A friend once asked, “Who do you want to be in charge of the world?” He assumed what all imperialists do. One State among all the rest will be the reigning superpower. Christian nationalism, like all such doctrines, destroys every liberty in the pursuit of the freedom to pursue power. Attitudes that seek to dominate others need religious fervor. We hear this is a “hard truth” of the world. But, like all such assumptions, it’s based on flawed reasoning.

Noah does not bless Shem or Japheth. He blesses Yahweh the god of Shem. The curse on Canaan as a slave is based on the difference between the root this name and that of Ham. Canaan represents humility while Ham is a hot-tempered type of person. Taken this way, the narrative is a warning against the attitude of domination. Ham (hot) becomes Canaan (humiliated). This problem shows the inherent flaw of lex talonis. As has been observed by others, an eye for an eye eventually leads to blindness.

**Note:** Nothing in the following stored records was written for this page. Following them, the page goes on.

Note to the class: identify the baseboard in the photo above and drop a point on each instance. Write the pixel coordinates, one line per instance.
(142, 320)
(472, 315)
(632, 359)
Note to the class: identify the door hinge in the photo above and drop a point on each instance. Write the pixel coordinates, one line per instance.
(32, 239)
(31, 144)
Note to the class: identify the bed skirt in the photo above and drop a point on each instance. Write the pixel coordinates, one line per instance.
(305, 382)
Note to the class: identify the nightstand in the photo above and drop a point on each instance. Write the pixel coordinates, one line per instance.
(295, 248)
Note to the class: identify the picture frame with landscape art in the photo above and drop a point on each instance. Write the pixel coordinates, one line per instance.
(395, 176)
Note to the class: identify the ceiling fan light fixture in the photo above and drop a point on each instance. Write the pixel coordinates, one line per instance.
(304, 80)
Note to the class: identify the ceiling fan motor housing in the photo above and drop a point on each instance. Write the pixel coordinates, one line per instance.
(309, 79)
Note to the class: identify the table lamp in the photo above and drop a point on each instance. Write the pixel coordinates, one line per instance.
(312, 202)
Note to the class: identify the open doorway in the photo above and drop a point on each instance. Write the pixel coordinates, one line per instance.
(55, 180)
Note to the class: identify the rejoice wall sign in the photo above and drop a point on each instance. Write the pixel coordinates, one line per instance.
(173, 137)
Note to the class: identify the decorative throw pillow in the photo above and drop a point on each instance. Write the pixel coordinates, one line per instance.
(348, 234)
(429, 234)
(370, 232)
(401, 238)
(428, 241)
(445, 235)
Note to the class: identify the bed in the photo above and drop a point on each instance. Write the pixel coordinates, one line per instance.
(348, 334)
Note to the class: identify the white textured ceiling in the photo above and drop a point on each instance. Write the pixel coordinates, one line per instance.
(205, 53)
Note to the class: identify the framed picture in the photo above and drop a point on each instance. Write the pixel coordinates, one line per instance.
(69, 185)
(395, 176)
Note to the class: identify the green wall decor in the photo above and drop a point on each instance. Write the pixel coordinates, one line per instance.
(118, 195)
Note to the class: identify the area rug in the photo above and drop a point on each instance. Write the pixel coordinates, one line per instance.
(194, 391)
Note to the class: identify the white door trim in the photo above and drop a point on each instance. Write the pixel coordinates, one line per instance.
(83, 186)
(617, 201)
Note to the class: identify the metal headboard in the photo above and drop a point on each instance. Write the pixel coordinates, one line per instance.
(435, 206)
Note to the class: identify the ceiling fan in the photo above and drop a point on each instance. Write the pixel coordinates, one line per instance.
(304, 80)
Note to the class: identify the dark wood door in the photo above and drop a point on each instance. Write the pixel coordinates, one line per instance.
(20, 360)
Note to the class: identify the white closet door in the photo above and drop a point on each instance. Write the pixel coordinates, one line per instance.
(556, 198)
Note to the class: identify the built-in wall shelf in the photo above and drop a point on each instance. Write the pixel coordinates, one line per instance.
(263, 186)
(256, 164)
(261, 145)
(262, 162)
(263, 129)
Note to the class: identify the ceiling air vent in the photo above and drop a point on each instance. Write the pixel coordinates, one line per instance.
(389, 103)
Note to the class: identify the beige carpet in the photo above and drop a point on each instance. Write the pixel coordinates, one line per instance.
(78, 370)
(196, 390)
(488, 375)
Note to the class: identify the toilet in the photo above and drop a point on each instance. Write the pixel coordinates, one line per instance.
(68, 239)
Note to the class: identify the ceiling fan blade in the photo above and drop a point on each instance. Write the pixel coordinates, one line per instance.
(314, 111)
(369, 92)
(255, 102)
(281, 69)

Living Life Without Domination

My interpretation leaves me unsatisfied. But it at least gives me the challenge to approach life by letting go of domination oriented theologies and political philosophies. More importantly, the challenge is to give of patterns of domination over other people and everything else in the created order.

Martin Luther King Jr. Day was yesterday. We reflect on the legacy. And we commit again to anti-racism, tolerance, and nonviolence. How can we overcome an attitude of domination that gives us violence, racism, and intolerance? The root is fear. Perfect love overcomes fear. Perfect love means we can live without desiring to protect ourselves by dominating other people.